Am Anfang der Hausarbeit soll, als kleine Einleitung in die Thematik, aufgezeigt werden, welche allgemeinen Bestimmungen über die Seele in „De Anima“ angeführt werden und wie diese Bestimmungen logisch begründet werden. Zu klären wäre in diesem ersten Abschnitt die Frage, ob die Seele etwas notwendiges für den Körper und warum der Körper auf die Seele angewiesen ist. Entscheidend für die Analyse des Seelenbegriffes bei Aristoteles, ist die Frage nach den Funktionen der Seele und ihrer Reihenfolge im Gefüge der Seelenvermögen. Im laufe der Hausarbeit, wird sich zeigen, von welcher Bedeutung die Analyse der Seelenvermögen für den Körper ist und zu welchem Seelenbegriff man dadurch gelangt. Aus diesen Überlegungen heraus, widmet sich der zweite Teil der Hausarbeit der Frage nach den Seelenvermögen und ihrer Relation zueinander. Hierbei wäre die Frage nach einer eventuellen Hierarchie der Seelenvermögen von grösster Bedeutung.

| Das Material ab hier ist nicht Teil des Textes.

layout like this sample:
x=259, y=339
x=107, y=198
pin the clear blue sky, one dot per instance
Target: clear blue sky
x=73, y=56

Um den Rahmen dieser Hausarbeit nicht zu sprengen, ist es zwingend erforderlich, den enormen Inhalt, der in „De Anima“ geboten wird stark einzuschränken. Aus diesem Grund wird sich diese Hausarbeit zwei wichtigen Vermögen widmen, nämlich dem Ernährungsvermögen, als die Grundlage jeglicher lebendiger Existenz, und dem darauf aufbauenden Wahrnehmungsvermögen. Da aber das Wahrnehmungsvermögen der Kern dieser Hausarbeit sein soll, wird sie ausführlicher behandelt werden. Entscheiden sind hier die Fragen nach dem Prozess der Wahrnehmung und einem eventuellen, damit verbundenen Erkenntnisprozesses.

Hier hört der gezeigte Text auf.